Hi hunters , again I gonna share some of my findings which I found few month ago . This article have divided into 3 parts , each part describe about my finding . So , not taking your time anymore lets jump into our 1st finding . I added some bug bounty tips in the end of the blog . Please forgive me if I’ve made any mistake.
1st Bug : Not-arbitrary File upload :
From the title you can assume that it’s not fully arbitrary file upload but able to upload image files(only) to the main site from admin panel uploader, where I bypassed login to access the file uploader .

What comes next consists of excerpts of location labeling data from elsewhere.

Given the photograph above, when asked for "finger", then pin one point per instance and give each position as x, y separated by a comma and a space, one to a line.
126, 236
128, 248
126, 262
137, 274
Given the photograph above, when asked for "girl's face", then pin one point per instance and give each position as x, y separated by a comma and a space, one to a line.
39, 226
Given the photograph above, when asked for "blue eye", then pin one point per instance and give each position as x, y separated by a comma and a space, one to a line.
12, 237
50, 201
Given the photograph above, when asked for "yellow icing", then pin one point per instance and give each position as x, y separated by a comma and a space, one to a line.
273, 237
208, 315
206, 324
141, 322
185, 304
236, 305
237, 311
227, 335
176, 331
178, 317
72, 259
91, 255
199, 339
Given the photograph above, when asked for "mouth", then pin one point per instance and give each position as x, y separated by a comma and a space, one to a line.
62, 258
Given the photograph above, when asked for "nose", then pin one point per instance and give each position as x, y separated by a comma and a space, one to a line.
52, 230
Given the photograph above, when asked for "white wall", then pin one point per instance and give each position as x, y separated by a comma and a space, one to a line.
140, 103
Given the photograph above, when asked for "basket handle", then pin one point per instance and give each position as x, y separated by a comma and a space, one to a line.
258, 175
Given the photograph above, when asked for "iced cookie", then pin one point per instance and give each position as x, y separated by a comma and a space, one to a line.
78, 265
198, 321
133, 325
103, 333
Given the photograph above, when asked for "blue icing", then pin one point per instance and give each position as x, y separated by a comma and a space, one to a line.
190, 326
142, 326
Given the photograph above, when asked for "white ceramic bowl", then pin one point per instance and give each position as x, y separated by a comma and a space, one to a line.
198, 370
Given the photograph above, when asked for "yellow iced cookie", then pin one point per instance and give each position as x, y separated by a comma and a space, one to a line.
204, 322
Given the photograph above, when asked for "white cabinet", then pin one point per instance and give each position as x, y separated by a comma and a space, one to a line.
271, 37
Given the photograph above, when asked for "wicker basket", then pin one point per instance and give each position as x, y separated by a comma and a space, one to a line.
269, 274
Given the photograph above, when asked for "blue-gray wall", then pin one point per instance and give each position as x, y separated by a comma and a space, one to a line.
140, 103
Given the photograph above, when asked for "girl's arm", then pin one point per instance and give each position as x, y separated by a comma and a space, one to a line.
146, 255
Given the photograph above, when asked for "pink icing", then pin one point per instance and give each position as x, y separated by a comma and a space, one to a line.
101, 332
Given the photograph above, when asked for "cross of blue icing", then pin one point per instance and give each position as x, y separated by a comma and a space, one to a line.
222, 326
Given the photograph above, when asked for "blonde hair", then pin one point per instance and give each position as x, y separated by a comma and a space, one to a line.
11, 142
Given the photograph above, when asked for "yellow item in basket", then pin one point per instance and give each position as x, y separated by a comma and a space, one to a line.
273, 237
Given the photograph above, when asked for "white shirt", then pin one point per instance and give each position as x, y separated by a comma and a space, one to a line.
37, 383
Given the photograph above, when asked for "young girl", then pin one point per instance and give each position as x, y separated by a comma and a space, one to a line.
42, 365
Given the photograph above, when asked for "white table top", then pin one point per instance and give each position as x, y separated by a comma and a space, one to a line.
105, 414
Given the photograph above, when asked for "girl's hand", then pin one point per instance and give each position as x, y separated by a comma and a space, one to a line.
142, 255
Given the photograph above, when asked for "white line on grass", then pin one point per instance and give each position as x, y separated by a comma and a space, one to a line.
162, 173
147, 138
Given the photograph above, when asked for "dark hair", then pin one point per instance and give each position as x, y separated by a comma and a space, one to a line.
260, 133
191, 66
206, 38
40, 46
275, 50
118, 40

So , when I was testing private bounty site (lets take it as privateBB.com) , I run dirsearch over one of subdomain app.privateBB.com , and I got 302 response on /admin directory and it was redirect to privateBB.oldCMS.com/login , So I try to bypass by giving default credentials but not working . Again I ran dirsearch over privateBB.oldCMS.com and guess what !! I found CKfinder file uploader and able to access it without any type of authentication .
CKfinder file uploader
But it only accept image files , I try to temper every file extension with bypass extension like shell.php%00.jpg but it turns into —> shell.php%00_.jpg , Try every extension bypass but failed every time . BTW all image files are hosted on privateBB.com/__data/uploads/files/[HERE] . I finally gather and combine bugs and submit report about Authentication bypass to not-arbitrary file upload on main domain . They marked as P3😔 and awarded bounty .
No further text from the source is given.